The Narmer palette is a finely decorated plate of schist of about 64 cm high. It was found in a deposit in Hierakonpolis, a Predynastic capital located in the South of Egypt, during the excavation season of 1897/98. Its size, weight and the fact that it was decorated on both sides show that it was a ceremonial, commemorative rather than an actual cosmetic palette intended for daily use. It is a key piece in the identification of Menes, the almost legendary first king to have ruled over the whole of Egypt.
The deposit where it was found also contained other artefacts stemming from the early beginnings of Ancient Egypt's recorded history: fragments of a ceremonial mace head belonging to Narmer and other mace head fragments inscribed with the name of king Scorpion, one of Narmer's alleged predecessors. The exact finding circumstances of these artefact have, however, not been noted in the survey report.
The top of the palette is decorated in a similar manner on both sides: the name of the king is inscribed in a so-called serekh between two bovine heads. The animals' heads are drawn from the front, which is rather uncharacteristic of later Egyptian art. In most publications, these heads have been described as cows' heads, which is usually interpreted as an early reference to the cow-goddess, Bat or perhaps Hathor. It is, however, equally possible that the animals are bulls and that they refer to the bull-like vigour of the king, a symbolism that occurs in the scene at the bottom of the palette front as well.

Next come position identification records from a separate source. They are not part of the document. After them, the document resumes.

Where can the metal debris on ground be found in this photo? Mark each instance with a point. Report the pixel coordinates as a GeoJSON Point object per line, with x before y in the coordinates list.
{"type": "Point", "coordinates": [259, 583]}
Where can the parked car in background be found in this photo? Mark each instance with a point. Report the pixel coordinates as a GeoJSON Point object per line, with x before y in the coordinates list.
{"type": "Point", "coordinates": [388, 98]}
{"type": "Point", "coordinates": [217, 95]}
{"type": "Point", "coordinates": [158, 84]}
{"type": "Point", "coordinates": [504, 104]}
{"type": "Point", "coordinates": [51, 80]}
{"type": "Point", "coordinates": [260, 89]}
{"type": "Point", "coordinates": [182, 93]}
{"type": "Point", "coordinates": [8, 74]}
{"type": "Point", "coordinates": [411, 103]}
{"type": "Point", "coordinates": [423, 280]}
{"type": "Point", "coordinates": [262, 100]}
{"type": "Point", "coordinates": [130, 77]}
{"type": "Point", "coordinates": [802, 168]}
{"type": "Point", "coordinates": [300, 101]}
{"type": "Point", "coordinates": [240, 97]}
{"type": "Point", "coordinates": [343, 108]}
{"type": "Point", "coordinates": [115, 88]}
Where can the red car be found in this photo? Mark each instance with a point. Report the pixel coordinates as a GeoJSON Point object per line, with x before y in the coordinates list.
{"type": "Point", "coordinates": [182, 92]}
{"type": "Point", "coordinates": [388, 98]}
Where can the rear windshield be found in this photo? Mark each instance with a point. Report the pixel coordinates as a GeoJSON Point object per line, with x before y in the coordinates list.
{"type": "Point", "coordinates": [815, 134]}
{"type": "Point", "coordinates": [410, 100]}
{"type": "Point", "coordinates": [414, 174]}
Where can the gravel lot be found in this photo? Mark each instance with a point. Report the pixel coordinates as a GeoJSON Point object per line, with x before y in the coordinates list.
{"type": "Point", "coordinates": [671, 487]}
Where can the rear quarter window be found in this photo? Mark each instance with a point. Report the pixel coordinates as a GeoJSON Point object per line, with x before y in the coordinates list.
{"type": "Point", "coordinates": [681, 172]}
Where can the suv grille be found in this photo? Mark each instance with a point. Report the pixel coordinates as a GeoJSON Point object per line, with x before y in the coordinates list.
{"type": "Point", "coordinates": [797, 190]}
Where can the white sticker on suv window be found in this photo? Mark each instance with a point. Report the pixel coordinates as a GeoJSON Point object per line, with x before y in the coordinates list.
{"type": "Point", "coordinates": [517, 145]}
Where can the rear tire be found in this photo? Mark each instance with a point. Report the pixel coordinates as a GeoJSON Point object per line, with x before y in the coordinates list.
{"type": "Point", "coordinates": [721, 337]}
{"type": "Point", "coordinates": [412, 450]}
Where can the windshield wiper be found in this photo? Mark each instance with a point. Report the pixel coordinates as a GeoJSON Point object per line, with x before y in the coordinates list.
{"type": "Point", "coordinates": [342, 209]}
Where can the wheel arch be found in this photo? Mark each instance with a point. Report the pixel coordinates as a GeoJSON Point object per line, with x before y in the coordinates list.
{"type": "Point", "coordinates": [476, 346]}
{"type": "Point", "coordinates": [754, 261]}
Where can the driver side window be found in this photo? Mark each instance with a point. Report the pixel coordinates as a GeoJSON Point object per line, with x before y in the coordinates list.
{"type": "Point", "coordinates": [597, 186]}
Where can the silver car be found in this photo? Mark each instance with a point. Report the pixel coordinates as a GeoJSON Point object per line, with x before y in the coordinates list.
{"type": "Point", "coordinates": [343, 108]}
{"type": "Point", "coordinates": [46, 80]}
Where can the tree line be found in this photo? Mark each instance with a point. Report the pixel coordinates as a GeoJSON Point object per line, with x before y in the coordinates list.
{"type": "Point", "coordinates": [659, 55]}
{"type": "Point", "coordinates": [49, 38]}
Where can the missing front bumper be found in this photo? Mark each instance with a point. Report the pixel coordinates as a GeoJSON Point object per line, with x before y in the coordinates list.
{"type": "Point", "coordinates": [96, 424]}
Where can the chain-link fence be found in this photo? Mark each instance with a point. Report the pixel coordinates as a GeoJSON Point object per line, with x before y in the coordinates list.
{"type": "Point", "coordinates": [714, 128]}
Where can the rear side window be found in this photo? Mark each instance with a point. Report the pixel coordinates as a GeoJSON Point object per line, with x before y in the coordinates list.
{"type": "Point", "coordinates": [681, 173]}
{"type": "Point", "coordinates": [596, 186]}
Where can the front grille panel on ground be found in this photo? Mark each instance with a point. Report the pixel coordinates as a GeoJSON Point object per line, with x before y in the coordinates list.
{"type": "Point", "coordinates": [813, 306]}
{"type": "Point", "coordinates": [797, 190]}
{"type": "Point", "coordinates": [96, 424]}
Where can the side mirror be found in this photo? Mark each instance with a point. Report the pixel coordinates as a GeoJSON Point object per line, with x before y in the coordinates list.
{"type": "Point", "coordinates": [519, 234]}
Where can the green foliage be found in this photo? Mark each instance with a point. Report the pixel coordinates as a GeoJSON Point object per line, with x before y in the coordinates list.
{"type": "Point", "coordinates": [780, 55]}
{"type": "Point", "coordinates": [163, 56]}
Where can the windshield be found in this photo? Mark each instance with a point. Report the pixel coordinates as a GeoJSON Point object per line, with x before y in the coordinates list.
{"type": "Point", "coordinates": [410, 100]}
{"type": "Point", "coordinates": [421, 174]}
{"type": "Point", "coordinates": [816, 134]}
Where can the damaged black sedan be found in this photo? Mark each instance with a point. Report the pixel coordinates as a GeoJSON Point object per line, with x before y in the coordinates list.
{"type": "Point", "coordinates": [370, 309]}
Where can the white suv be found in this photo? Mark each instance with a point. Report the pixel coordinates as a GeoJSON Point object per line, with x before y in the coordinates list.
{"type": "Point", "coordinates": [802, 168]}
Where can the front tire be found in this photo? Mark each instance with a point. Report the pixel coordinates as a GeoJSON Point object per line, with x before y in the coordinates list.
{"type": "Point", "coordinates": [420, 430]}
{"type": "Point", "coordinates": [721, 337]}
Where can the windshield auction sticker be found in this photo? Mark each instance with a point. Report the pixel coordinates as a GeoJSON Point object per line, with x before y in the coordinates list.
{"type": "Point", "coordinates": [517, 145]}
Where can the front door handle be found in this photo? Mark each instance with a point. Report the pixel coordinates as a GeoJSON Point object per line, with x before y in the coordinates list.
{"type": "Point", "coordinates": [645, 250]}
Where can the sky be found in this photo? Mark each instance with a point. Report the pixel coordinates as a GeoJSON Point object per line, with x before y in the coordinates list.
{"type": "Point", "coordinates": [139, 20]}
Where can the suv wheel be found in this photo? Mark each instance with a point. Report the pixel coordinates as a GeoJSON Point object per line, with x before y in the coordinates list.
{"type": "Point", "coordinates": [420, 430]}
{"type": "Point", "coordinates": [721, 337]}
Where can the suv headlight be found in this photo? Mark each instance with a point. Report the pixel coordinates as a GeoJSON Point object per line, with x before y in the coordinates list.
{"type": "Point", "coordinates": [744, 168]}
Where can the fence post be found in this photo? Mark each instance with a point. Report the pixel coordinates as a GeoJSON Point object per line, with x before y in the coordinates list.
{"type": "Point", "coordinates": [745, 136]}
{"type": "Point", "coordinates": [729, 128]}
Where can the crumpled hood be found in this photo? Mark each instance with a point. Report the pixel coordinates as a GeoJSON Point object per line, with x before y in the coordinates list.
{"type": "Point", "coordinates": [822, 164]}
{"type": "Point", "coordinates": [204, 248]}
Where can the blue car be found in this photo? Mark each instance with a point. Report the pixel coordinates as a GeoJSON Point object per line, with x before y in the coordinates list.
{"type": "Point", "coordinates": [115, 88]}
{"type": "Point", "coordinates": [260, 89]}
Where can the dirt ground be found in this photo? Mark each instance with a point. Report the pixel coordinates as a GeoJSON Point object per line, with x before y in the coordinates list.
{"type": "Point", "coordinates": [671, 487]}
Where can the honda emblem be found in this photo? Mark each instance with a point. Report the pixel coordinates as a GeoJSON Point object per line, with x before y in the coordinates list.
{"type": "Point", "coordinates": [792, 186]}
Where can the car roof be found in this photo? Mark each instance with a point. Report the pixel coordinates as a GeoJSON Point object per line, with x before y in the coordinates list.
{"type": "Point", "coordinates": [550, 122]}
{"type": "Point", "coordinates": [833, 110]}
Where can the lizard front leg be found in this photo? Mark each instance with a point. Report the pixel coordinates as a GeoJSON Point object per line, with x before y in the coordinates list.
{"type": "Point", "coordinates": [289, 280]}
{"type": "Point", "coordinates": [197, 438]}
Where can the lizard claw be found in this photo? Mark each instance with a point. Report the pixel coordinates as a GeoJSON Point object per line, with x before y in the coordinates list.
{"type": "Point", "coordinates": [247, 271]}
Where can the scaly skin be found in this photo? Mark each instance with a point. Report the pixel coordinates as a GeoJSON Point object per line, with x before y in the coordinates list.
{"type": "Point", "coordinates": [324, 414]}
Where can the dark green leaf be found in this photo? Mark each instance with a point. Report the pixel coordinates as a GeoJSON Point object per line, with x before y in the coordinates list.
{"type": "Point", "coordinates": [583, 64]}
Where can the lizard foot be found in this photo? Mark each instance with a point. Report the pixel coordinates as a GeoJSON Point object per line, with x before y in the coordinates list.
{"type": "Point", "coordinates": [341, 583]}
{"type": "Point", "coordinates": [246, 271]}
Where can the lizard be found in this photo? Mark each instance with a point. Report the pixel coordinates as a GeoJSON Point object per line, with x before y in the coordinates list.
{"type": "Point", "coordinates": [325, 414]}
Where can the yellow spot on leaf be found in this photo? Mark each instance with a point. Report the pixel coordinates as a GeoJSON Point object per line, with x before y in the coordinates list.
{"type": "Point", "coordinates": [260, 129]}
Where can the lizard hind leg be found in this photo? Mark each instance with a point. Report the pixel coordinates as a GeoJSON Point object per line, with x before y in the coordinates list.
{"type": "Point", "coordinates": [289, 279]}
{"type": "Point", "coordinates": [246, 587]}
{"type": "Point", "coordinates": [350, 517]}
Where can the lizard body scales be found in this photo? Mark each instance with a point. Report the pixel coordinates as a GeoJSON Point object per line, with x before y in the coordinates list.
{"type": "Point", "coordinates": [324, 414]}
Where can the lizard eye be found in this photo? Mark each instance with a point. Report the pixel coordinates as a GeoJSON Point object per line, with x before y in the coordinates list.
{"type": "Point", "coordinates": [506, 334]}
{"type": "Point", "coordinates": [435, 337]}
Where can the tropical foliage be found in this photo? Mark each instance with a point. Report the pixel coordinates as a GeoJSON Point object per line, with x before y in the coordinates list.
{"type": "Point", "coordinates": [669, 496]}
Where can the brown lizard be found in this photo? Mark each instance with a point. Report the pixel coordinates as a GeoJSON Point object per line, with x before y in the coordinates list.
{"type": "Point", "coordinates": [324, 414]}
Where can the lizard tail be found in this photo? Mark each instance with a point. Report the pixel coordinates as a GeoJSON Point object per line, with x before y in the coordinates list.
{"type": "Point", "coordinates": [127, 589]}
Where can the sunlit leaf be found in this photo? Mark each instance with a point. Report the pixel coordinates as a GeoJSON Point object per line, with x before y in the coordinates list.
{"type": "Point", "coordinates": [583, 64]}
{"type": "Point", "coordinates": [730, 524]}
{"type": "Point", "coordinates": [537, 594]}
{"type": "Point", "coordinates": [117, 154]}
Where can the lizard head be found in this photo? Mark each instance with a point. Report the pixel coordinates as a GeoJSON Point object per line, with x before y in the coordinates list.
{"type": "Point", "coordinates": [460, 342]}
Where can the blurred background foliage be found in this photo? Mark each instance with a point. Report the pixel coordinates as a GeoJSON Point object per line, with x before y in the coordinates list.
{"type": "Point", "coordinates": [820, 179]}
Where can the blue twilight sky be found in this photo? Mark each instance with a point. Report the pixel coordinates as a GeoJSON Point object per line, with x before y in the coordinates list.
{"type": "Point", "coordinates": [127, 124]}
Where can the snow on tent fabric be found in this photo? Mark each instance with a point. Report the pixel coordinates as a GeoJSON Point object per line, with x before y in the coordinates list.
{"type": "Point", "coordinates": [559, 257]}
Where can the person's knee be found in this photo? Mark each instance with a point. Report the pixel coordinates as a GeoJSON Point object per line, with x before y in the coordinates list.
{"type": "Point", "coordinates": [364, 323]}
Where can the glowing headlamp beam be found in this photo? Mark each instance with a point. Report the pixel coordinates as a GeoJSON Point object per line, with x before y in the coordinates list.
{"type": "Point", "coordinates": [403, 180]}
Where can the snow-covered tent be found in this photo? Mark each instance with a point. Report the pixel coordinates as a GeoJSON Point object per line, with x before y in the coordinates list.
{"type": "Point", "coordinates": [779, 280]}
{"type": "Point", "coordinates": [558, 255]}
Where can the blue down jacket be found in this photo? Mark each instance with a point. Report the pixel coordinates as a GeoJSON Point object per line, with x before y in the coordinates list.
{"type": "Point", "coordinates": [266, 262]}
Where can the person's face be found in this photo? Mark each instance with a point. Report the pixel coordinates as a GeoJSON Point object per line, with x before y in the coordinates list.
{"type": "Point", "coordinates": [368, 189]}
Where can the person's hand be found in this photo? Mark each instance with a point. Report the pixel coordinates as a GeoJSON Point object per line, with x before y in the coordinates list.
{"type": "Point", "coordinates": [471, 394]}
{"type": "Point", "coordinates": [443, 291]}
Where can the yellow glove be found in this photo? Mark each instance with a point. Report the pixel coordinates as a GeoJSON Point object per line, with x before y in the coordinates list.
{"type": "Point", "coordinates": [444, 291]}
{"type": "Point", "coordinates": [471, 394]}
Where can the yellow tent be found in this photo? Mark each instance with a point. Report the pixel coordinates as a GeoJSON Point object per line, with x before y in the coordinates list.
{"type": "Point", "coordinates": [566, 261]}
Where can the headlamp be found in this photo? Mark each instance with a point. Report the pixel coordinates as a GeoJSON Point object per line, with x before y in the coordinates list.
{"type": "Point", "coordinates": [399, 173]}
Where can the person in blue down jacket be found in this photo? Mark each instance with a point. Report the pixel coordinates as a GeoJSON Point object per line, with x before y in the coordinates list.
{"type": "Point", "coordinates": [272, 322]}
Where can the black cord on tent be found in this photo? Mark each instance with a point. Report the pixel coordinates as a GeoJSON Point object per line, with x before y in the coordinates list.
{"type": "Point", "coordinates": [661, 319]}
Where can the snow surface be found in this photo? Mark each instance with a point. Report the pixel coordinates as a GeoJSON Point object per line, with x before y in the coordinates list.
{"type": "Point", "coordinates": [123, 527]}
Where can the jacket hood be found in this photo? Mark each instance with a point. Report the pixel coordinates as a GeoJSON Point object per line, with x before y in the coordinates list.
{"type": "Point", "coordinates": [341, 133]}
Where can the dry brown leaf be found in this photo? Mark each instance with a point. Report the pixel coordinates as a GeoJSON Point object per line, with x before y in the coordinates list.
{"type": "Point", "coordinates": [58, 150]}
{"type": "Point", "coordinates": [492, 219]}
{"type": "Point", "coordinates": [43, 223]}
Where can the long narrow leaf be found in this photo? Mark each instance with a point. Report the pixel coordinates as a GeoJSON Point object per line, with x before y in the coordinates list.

Most of the palette's back side is decorated with a scene showing the king about to strike down a foe, whom he grabs by the hair. This is the oldest known example of a type of scene that would continue to be used until the end of the pharaonic culture, even by kings who do not seem to have waged any wars at all. As such, the historical value of this type of scene can be doubted.
The king wears a short skirt decorated with bovine heads and an animal's tail. He also wears the White Crown which is usually associated with Upper Egypt. It is, however, not certain whether in Narmer's time, this crown already had its traditional geographical significance, or whether it was associated more with a specific part of the king's overall responsibilities.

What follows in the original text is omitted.